MSPs and fractional IT solve similar problems differently. Here's how to decide which model fits your remote team.
If you're shopping for IT help, you've probably come across two models: managed service providers (MSPs) and fractional IT contractors. They sound similar. They're not.
Understanding the difference matters because the wrong choice costs you money and, more importantly, doesn't actually solve your problems.
What an MSP does
A managed service provider is a company that manages IT infrastructure for multiple clients simultaneously. The traditional MSP model was built for businesses with physical offices, on-premise servers, and local networks.
MSPs typically operate on a per-device or per-user pricing model. They provide a ticket portal where your employees submit IT requests. A technician from the MSP's team picks up the ticket, works on it, and closes it out.
The model works. It's been the standard for decades. But it was designed for a world where "IT" meant keeping the office network running and the email server online.

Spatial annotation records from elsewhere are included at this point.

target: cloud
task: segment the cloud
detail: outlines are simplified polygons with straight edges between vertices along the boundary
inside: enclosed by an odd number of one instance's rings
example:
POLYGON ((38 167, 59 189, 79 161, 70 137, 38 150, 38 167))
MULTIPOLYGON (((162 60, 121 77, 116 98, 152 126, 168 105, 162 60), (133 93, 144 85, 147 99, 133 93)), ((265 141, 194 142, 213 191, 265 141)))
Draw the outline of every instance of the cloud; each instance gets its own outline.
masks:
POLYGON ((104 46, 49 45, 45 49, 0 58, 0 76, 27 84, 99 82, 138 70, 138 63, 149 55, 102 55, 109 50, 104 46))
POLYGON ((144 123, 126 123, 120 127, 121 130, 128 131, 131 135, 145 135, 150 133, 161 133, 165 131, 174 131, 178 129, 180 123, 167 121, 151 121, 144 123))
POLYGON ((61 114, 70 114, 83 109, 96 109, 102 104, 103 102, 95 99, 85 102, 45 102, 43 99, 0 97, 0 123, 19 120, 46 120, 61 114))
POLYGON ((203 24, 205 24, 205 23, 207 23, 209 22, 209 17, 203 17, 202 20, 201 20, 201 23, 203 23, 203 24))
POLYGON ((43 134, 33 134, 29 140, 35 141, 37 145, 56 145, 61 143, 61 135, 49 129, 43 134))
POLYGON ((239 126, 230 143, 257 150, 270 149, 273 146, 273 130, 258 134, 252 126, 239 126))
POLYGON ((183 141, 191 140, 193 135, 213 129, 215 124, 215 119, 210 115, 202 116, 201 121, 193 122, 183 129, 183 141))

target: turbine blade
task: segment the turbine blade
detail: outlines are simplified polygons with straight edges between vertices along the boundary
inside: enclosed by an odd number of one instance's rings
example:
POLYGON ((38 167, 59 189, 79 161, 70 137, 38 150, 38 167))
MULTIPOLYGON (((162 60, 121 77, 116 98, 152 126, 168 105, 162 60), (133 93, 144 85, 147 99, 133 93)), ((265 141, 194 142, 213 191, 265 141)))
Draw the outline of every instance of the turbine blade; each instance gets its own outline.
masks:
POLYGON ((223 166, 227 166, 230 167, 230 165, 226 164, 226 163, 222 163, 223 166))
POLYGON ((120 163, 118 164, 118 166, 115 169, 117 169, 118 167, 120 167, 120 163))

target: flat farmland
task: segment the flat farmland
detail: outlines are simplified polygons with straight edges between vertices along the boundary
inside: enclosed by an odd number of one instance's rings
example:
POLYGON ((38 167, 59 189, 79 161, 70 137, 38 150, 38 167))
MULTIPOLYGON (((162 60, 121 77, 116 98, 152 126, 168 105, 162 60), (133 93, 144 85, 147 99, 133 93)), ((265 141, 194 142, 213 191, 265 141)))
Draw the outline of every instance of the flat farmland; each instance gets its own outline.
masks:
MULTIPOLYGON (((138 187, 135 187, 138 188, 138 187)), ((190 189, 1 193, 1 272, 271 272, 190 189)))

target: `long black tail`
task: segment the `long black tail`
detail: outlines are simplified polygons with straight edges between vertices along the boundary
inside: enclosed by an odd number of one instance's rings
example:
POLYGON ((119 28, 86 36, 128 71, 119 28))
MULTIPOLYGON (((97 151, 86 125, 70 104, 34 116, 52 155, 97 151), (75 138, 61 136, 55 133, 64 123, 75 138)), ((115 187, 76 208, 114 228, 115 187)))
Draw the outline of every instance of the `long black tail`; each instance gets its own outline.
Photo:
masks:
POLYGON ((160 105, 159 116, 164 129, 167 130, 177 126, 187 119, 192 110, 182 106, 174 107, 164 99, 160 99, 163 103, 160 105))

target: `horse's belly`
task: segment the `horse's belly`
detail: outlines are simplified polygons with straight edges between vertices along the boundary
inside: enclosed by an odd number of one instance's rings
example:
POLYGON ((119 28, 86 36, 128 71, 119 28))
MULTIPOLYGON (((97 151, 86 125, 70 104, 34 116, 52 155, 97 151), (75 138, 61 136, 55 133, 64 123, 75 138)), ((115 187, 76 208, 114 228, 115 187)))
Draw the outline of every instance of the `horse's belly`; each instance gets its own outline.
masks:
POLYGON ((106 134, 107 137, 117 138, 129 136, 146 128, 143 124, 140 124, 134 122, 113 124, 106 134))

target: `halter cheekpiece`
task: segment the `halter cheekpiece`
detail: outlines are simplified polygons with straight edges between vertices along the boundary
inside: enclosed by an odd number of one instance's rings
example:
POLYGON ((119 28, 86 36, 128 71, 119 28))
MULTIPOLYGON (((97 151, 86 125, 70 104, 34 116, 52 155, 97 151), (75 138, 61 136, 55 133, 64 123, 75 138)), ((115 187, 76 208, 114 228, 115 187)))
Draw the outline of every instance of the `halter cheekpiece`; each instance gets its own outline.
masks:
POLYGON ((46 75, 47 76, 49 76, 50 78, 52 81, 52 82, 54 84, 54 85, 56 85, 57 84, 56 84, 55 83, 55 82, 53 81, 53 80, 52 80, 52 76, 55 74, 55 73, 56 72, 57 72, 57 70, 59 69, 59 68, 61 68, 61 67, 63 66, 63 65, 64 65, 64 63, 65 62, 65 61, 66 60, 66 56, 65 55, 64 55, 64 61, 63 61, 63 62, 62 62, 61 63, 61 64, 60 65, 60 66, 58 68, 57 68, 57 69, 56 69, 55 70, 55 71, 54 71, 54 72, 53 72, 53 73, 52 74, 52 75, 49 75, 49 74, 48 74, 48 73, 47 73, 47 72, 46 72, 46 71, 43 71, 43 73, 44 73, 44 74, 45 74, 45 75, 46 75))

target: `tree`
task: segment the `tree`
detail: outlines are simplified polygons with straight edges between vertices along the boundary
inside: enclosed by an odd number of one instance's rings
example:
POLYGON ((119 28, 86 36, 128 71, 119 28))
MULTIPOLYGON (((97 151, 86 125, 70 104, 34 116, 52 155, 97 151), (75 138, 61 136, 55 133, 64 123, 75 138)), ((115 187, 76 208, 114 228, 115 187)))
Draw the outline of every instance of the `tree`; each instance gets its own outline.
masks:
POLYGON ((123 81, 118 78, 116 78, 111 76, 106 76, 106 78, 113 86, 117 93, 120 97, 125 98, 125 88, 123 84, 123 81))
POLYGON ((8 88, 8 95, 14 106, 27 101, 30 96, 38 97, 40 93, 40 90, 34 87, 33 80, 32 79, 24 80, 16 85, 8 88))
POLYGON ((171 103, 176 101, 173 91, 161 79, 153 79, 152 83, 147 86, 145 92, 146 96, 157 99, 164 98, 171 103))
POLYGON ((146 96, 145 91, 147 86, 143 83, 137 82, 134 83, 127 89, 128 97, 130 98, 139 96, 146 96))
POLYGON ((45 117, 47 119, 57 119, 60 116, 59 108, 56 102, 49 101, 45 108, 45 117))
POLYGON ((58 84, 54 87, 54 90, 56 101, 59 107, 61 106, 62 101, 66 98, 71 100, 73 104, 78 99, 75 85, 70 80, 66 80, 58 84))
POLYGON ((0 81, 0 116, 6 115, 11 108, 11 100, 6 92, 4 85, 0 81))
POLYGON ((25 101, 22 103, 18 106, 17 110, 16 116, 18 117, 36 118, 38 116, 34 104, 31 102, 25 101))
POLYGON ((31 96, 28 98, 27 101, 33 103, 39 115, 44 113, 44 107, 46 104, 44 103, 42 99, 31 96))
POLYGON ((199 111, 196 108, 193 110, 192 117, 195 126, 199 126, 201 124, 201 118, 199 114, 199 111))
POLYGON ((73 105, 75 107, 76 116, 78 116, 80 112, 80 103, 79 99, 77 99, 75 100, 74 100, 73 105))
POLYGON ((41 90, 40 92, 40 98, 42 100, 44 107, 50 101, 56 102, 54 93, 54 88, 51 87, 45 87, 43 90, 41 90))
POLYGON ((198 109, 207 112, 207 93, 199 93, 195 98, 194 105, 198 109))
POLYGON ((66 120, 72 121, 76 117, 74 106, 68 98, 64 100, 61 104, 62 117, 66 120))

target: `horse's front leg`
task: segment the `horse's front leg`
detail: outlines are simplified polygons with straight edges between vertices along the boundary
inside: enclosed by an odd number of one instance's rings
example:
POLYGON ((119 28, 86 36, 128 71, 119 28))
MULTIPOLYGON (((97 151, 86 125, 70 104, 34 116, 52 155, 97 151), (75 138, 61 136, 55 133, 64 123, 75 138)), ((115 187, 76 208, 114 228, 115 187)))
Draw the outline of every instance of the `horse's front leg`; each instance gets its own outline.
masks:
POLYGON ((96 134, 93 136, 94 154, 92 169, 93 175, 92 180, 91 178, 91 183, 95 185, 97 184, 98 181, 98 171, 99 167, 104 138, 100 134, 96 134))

What fractional IT does differently
A fractional IT contractor is a single dedicated professional (or a small team) who embeds directly in your company. They're not managing 50 clients through a ticket queue. They're managing your IT as if they were your in-house hire.
The difference is engagement model, not capability. A fractional IT contractor:
- Knows your stack inside out. They're not learning your environment every time they pick up a ticket. They set it up, they manage it, they know it.
- Works proactively, not reactively. Instead of waiting for tickets, they're monitoring your systems, running access reviews, and catching problems before your team notices.
- Communicates where your team communicates. Usually Slack or Teams, not a separate ticket portal. Your employees get help in the same tool they already use all day.
- Handles strategic IT work. Security posture, vendor evaluations, compliance questionnaires, tool consolidation. MSPs rarely touch this. It doesn't fit the ticket model.
Where MSPs still make sense
MSPs aren't bad. They're just built for a different use case. If your company has physical offices with on-premise infrastructure (servers, networking equipment, printers), an MSP is probably the right fit. They have the staffing and logistics to support that kind of environment.
They also make sense at larger scale. Once you're past 500 employees, you may need the bench depth that an MSP provides.
Where fractional IT wins
For remote-first companies between 10 and 200 employees, fractional IT is almost always the better choice. Here's why:
Cost. MSPs charge per device and per user, which adds up fast. A fractional IT retainer is a flat monthly fee that's typically 30 to 50% less than an MSP contract for the same headcount.
Fit. Remote teams don't need someone managing a server room. They need someone managing SaaS tools, identity providers, device compliance, and security policies. That's a different skill set.
Relationship. With a fractional contractor, you have a direct relationship with the person doing the work. With an MSP, you're submitting tickets to a rotating cast of technicians who may or may not understand your setup.
How to decide
Ask yourself three questions:
- Is your team primarily remote or in-office?
- Is your infrastructure primarily cloud-based or on-premise?
- Do you need more than 200 employee seats covered?
If your answers are remote, cloud, and no, then fractional IT is the better model. If you've got offices with physical infrastructure or you're at enterprise scale, an MSP might be the better fit.
The worst choice is no choice. Doing nothing about IT because you can't decide between models is how remote teams end up with security gaps, SaaS waste, and founders doing password resets at midnight.